What to look for in APM solutions
According to Pontes, there is no set of qualities that organizations should be looking for in APM solutions. “We believe that APM is something that is very particular, so you need to understand your own needs.”

For example, distributed tracing would be an absolute necessity for making sense of things in larger distributed systems, Sigelman said. “If you have a hundred or a thousand microservices, if you can’t understand how they depend on each other on a per transaction basis, there’s no way you’re going to be able to explain performance issues in your system,” he said.

Sigelman recommends that end users take a deep look at the problem that they’re trying to solve with APM. “If they’re adopting cloud native and microservices and serverless things like that, the number one problem that they’re going to have is that you can’t understand any one service in isolation and you need to understand the entire thing as a whole. And APM as a category has traditionally been pretty bad at actually delivering on that.”

Novakovic believes that there are several factors an organization should be considering. A few questions to ask are how often they’re releasing software, what level of granularity is needed for metrics, and how much they’re willing to pay for a solution. “So it really depends on your architecture, on what you want to accomplish, and this drives the criteria that will be more important or less important.”
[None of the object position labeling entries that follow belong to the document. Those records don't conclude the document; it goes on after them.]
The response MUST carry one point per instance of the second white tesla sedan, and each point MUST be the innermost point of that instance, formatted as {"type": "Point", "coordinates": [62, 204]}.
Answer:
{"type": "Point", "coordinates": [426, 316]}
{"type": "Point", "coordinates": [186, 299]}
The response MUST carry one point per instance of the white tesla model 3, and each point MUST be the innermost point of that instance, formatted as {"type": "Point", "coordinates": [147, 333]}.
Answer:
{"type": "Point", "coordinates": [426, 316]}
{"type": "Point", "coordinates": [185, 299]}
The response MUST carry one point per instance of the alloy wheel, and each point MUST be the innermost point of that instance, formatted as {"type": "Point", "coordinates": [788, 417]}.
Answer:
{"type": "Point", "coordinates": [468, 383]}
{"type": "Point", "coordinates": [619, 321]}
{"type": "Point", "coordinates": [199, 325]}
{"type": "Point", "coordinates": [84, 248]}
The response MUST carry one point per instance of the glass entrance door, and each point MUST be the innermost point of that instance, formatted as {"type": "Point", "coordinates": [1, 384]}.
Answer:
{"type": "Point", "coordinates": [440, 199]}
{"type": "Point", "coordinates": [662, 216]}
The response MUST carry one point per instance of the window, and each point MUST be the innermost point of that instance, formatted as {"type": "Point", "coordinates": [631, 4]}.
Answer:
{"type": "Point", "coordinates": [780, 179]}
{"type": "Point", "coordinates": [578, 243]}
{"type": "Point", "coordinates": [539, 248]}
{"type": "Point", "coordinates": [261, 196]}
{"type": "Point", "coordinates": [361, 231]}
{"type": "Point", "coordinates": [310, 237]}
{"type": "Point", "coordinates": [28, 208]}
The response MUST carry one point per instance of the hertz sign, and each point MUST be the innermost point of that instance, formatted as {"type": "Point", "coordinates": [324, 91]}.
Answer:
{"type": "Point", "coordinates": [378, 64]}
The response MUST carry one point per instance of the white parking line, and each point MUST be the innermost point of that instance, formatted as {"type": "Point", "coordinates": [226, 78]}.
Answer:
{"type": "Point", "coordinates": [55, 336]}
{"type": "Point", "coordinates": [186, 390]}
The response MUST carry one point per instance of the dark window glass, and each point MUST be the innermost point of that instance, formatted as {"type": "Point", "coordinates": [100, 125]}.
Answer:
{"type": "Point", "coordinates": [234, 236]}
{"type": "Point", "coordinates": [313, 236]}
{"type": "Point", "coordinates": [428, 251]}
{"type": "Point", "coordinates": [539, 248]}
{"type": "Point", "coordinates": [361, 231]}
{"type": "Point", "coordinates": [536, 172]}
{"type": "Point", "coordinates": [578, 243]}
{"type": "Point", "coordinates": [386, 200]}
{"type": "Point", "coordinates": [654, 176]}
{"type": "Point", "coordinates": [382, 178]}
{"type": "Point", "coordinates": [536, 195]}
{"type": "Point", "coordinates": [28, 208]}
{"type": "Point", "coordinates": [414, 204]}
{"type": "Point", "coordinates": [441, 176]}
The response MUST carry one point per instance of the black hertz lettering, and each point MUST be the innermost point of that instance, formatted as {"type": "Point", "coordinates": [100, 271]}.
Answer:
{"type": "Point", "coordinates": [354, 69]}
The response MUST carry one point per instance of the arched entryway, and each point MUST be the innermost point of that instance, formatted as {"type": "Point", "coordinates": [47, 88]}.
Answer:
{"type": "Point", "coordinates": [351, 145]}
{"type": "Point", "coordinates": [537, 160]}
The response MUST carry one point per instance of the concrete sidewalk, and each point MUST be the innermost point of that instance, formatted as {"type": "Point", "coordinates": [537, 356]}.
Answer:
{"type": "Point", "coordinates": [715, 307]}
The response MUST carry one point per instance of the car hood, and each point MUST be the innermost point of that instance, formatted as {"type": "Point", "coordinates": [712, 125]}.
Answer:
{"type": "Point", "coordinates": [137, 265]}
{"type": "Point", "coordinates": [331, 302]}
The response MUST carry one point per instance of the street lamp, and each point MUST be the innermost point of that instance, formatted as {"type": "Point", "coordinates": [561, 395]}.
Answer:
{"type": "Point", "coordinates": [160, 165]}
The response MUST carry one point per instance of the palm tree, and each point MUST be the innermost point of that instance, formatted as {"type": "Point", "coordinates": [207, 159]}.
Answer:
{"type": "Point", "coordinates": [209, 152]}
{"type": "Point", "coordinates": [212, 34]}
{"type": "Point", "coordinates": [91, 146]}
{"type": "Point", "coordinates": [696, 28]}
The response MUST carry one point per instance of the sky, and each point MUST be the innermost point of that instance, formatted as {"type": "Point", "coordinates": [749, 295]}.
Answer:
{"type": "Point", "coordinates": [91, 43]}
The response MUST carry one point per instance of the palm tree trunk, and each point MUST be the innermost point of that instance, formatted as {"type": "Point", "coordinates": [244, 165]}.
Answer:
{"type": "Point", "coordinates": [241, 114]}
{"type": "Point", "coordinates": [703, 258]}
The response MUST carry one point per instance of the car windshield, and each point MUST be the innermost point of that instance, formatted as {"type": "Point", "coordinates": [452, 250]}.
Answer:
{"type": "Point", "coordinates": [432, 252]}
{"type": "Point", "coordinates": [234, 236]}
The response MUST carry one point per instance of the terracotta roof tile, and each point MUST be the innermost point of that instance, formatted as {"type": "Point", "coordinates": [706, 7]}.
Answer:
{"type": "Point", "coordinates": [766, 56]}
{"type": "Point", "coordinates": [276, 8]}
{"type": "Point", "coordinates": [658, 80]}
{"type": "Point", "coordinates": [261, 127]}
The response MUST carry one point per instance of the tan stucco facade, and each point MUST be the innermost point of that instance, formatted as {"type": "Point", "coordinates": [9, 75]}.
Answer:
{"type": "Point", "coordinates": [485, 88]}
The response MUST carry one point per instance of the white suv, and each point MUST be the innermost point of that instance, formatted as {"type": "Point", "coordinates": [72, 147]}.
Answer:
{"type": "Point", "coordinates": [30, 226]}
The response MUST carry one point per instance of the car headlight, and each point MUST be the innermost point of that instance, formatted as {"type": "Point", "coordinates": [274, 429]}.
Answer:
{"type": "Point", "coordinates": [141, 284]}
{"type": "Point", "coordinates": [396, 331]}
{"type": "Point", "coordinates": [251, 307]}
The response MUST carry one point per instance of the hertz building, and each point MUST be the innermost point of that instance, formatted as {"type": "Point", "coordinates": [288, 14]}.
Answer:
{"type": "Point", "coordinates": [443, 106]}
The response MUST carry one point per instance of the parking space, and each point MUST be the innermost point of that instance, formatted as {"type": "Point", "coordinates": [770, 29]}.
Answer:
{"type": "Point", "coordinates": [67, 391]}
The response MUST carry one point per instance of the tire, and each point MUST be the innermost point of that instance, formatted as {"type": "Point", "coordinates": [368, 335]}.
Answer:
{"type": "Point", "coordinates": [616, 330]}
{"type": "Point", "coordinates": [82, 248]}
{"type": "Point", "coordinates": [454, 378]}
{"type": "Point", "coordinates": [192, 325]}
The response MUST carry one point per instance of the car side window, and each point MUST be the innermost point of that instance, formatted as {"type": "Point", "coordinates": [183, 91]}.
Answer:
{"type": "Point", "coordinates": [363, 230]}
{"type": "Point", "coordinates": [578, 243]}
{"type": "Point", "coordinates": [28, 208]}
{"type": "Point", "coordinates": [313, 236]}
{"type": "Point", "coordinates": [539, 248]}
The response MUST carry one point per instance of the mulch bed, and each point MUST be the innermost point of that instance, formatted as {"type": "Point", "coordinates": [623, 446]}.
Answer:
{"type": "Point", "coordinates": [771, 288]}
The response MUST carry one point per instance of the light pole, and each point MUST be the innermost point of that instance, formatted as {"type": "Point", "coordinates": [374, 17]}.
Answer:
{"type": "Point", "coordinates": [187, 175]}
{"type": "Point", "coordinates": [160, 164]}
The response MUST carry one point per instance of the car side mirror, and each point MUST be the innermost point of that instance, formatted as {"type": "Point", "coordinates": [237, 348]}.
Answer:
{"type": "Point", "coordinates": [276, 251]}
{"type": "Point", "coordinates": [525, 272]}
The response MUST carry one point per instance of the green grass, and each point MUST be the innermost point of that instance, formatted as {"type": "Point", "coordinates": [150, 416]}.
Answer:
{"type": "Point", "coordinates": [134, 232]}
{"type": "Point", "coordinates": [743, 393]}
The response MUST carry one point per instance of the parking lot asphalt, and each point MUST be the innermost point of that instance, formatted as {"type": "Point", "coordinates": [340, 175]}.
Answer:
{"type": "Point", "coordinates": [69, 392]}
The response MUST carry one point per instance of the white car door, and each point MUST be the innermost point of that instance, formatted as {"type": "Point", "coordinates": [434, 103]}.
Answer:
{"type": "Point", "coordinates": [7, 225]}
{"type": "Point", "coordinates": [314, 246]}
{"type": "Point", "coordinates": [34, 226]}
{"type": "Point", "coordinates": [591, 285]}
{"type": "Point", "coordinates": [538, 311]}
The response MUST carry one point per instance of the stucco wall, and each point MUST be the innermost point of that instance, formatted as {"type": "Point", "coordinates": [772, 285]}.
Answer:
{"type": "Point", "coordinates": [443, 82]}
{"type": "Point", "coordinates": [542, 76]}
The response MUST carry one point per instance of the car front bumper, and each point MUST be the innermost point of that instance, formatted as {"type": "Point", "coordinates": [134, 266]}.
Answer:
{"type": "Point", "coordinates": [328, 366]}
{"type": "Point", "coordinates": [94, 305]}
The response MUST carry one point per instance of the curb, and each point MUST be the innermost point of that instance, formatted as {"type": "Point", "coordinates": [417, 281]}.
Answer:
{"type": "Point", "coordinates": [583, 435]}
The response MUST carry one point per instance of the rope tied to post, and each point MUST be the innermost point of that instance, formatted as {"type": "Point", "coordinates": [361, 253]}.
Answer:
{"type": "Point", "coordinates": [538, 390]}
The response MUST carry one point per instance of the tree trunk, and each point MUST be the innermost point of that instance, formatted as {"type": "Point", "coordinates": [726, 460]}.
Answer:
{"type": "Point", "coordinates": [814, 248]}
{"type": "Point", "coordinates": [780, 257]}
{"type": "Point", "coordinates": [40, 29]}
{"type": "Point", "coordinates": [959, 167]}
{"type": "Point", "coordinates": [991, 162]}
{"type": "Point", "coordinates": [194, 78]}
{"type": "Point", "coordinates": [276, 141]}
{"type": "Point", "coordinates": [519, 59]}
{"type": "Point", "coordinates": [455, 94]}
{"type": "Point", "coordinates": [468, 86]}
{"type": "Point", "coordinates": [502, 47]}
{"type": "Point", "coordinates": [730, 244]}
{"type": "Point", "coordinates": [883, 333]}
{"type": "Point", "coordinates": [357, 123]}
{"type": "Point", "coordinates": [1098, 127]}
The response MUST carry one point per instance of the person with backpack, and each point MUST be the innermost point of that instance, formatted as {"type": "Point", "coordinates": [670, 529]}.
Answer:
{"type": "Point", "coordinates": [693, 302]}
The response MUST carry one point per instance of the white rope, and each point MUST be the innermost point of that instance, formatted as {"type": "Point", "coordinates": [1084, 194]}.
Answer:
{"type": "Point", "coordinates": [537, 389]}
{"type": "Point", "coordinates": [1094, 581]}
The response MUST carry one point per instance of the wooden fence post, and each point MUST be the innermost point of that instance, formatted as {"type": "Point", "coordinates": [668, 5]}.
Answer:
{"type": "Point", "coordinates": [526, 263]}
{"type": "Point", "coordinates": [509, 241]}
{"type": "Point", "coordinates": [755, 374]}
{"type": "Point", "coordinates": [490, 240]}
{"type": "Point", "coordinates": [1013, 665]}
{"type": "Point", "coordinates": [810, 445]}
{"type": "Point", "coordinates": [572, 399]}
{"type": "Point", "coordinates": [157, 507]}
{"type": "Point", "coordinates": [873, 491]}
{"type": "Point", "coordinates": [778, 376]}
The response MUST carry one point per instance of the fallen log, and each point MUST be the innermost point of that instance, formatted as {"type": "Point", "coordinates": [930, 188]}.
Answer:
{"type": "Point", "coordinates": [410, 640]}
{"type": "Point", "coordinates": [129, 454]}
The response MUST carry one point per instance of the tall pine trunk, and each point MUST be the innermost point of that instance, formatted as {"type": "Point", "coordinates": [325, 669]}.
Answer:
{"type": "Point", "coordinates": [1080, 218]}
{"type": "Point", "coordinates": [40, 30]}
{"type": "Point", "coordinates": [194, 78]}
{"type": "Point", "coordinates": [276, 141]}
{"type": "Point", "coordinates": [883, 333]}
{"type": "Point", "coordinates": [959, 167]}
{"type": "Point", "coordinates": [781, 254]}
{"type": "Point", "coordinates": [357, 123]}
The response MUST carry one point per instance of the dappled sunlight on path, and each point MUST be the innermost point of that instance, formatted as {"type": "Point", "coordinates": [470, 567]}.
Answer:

Pontes also recommends that organizations look to open-source tools so that they are less restricted. “We believe that open-source is fundamental so that you would not be locked into one solution that later on you find out doesn’t cover all your instrumentation needs because now you have another application or your application now has a better code implementation and you have to reinstrument… So you need to have that flexibility to implement APM in the way that you need it.”